Publication year - 2020
Publication title -
journal of geophysical research: atmospheres
Language(s) - English
Resource type - Journals
eISSN - 2169-8996
pISSN - 2169-897X
DOI - 10.1029/2019jd031255
Subject(s) - demise , climatology , environmental science , climate change , geography , meteorology , geology , oceanography , political science , law
Compared with drought onset, the quantification and attribution of drought demise are not well studied. Meteorological droughts usually terminate more rapidly than they initiate, making it hard to define a transition period leading to drought demise with monthly data. In this study, methods of quantifying and attributing drought demise are applied to the Modern‐Era Retrospective Analysis for Research and Applications version 2 (MERRA‐2) using modified Standardized Precipitation Index representing meteorological drought calculated at pentad intervals to resolve subseasonal demise events. Methodologies to attribute three specific causes of drought demise in nine climate regional divisions over conterminous U.S. (CONUS) are developed.
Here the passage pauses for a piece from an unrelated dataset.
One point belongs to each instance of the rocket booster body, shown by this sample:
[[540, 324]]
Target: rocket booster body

The three phenomenological causes are tropical cyclones, atmospheric rivers, and changes in land atmospheric feedback. Atmospheric river is the most common of the factors for drought demise, over most of the regions in the eastern, and central U.S. tropical cyclones are important causes over the Southwest, the South in fall, and the Southeast in summer. Evolving land atmospheric feedback is a factor mainly over the central and southwestern United States. These attributions estimated may not be representative of the long‐term climatologies of drought demise due to the short duration of MERRA‐2. A representativeness test is conducted for estimating the three impacts on drought demise using subsamples from a large ensemble of climate model simulation including several centuries of data. Thirty to forty years is not long enough to be representative of local long‐term statistics for the attribution of the causes of demise of extreme events like drought but may be adequate at regional scales.